3

I have four tables: Users, Songs, Genres, and FavoriteGenres.

Users are allowed to favorite genres and when they navigate to their dashboard, they are presented with a list of songs that are within any of their favorite genres.

I have the following EF core code which accomplishes this:

dbContext
    .Songs
    .Include(song => song.Genre)
    .Where(song => song.Genre.FavoriteGenres.Any(favoriteGenre => favoriteGenre.UserId == userId))
    .OrderBy(song => song.CreatedDateTimeOffset)
    .ToListAsync(cancellationToken);

The query that is output (which works fine) is:

SELECT [s].[Id], [s].[Title], [s].[CreatedDateTimeOffset], [g].[Id], [g].[Name]
FROM [Songs] AS [s]
INNER JOIN [Genres] AS [g] ON [s].[GenreId] = [g].[Id]
WHERE EXISTS (
  SELECT 1
  FROM [FavoriteGenres] AS [f]
  WHERE ([g].[Id] = [f].[GenreId]) AND ([f].[UserId] = @__userId_0))
ORDER BY [s].[CreatedDateTimeOffset] DESC

I was just wondering if it is possible to hint at EF core to generate the following query, which I believe may be more optimal (though I would love to be told I am wrong!):

SELECT [s].[Id], [s].[Title], [s].[CreatedDateTimeOffset], [g].[Id], [g].[Name]
FROM [Songs] AS [s]
INNER JOIN [Genres] AS [g] ON [s].[GenreId] = [g].[Id]
INNER JOIN [FavoriteGenres] AS [f] ON [f].[GenreId] = [g].[Id]
WHERE [f].[UserId] = @__userId_0
ORDER BY [s].[CreatedDateTimeOffset] DESC

The execution plans look very similar, but quite honestly I am not an expert at reading them.

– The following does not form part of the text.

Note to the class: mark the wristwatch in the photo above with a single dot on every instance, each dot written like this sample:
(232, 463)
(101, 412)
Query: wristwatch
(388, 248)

Any sort of help would be very appreciated :)

Anthony Iacono
  • 203
  • 1
  • 9
  • 1
    https://stackoverflow.com/questions/227037/can-i-get-better-performance-using-a-join-or-using-exists#:~:text=The%20first%20method%20generally%20performs%20faster%20than%20the%20NOT%20EXISTS%20method%20though.&text=In%20cases%20like%20above%20the,the%20records%20must%20be%20used. – CodingYoshi Sep 20 '20 at 14:29
  • @CodingYoshi Thank you! Since the execution plans are so similar, and based on the information in your link, I'm thinking I can keep as is. I will keep my question up just in case someone has an answer to the direct question (ie: hinting at EF core to use an INNER JOIN). I really appreciate your help! – Anthony Iacono Sep 20 '20 at 14:36
  • 2
    EFC query translation cannot be "hinted". EFC responsibility is to create valid SQL returning the correct result described by the LINQ query. It's database query optimizers (CBO) responsibility of choosing the optimal execution plan. Controlling the execution plan the way you write SQL was used in the past when databases had RBOs rather than CBOs. Nowadays whether you use `join` or correlated `where` should not matter, same for `exists (...)` vs `in (select ...)` etc. – Ivan Stoev Sep 20 '20 at 14:47

2 Answers2

4

While the comment by @IvanStoev is correct and it should no be necessary for the query to be rewritten, in case you still care about different query generation, a simple way is to just reorder your table includes. Since you would not end up with songs as the root entities but favorite genres instead, you might want to rearrange the returned entities:

var result = context.FavoriteGenres
    .Include(favoriteGenre => favoriteGenre.Genre)
    .ThenInclude(genre => genre.Songs)
    .Where(favoriteGenre => favoriteGenre.UserId == userId)
    .AsEnumerable() // <-- switch to client-evaluation to return songs instead of favorite genres
    .SelectMany(favoriteGenre => favoriteGenre.Genre.Songs)
    .OrderBy(song => song.CreatedDateTimeOffset)
    .ToList();

This will result in the following SQL being generated:

SELECT [f].[UserId], [f].[GenreId], [g].[Id], [g].[Name], [s].[Id], [s].[CreatedDateTimeOffset], [s].[GenreId], [s].[Title]
FROM [FavoriteGenres] AS [f]
INNER JOIN [Genres] AS [g] ON [f].[GenreId] = [g].[Id]
LEFT JOIN [Songs] AS [s] ON [g].[Id] = [s].[GenreId]
WHERE [f].[UserId] = @__userId_0
ORDER BY [f].[UserId], [f].[GenreId], [g].[Id], [s].[Id]
lauxjpn
  • 4,749
  • 1
  • 20
  • 40
0

EXISTS is almost always more performant, however, SQL Server is smart enough to generate the same query plan for both query strings in most cases so you'd just be changing the text that you send to SQL Server but not really affecting the query plan that is generated once it gets there.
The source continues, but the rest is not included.